ТОП авторов и книг ИСКАТЬ КНИГУ В БИБЛИОТЕКЕ
Выходит, что его работодатель – единственный человек, который не старается поминутно напоминать Оке его место.
– Много их в этом году, – произнес какой-то полный парень в толпе, одобрительно кивая.
Из заднего кармана его комбинезона торчала плотничья мерка. Он бывал в магазине Энглюнда. Оке представлял себе, что он работает плотником где-нибудь на стройке. Они шли рядом в сторону Стурторгет, и новый знакомец Оке болтал о погоде, о демонстрации и о всякой всячине.
– Ты, кажется, живешь в Старом городе? Квартира хорошая? – спросил он.
Оке видел товарища в каждом человеке, одетом в синий комбинезон труженика, и потому без всяких церемоний рассказал, что не имеет даже кровати.
– Я знаю одну семью, которая охотно сдаст меблированную комнату порядочному парню. Если хочешь, могу им порекомендовать тебя, – предложил «плотник».
– Отдельную комнату? – переспросил Оке недоверчиво.
Это звучало слишком хорошо, чтобы можно было поверить.
– Ну да! Лучше всего будет, если ты забежишь туда и посмотришь сегодня же вечером. У меня канцелярия в том же доме, так что я могу их предупредить еще до твоего прихода.
– Вы подрядчик? – спросил Оке совсем другим тоном.
– Нет, я управдом, и у меня на попечении довольно много домов по эту сторону Вестерлонггатан.
Оке записал адрес и даже готов был радоваться тому, что у Карин не оказалось времени встретиться с ним. В противном случае у него, пожалуй, не хватило бы сегодня денег на задаток.
…С любого места Киндстюгатан была видна Немецкая кирка с ее черно-зеленой башней и страшными фигурами, да и сама улица сохранила что-то от чопорности торговых кварталов старой Ганзы, несмотря на всевозможное барахло, развешенное перед лавчонками для рекламы и для просушки. В этом укромном торговом районе, неизвестном большинству жителей города, сосредоточилась скупка и продажа поношенной одежды и обуви, старой домашней утвари, безделушек сомнительного качества и просроченных залогов.

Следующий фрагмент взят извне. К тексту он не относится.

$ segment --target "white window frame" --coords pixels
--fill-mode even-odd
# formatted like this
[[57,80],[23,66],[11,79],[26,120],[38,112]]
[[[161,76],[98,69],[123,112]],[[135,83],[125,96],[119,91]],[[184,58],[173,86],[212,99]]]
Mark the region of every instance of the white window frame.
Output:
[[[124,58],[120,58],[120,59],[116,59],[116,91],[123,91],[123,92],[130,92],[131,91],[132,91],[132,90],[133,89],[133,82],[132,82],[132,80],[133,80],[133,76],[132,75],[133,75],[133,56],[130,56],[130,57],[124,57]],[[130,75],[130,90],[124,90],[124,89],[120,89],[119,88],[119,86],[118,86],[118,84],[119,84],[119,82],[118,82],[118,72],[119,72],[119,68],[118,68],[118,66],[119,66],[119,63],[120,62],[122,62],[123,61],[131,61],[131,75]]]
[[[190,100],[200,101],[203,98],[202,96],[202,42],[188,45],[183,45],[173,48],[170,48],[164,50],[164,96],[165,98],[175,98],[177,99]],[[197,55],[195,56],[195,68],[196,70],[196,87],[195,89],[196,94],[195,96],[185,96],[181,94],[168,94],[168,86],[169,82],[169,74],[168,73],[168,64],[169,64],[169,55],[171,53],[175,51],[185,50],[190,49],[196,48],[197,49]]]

На Горелом пустыре простирал свои ветви к небу одинокий каштан с такой черной корой, будто огонь только недавно расчистил здесь место для маленькой треугольной площади. Что ж, зато в окно не будут смотреть отсыревшие стены.
Никто не отозвался на его звонок.
– Они, наверно, просто вышли.
На лестничной площадке появился управдом и пригласил Оке войти в его маленькую канцелярию.
– Ты, видать, сильный парень, – сказал он одобрительно и потрогал бицепсы Оке. На лице его появилось какое-то странное, чувственное выражение. – А что, сможешь меня поднять?
Управдом обхватил шею Оке руками и повис на его спине. У него было жирное и рыхлое тело.
– Бросьте эти штучки!
Оке молниеносно высвободился и обернулся, вне себя от ярости. Управдом замигал мутными глазами с виноватым видом, однако тут же попытался прикинуться оскорбленным:
– Что с тобой, парень? Ты что, шуток не понимаешь?
Оке стоял уже на пороге.
– Спешишь куда-нибудь? Зайди завтра утром пораньше – наверняка застанешь их дома.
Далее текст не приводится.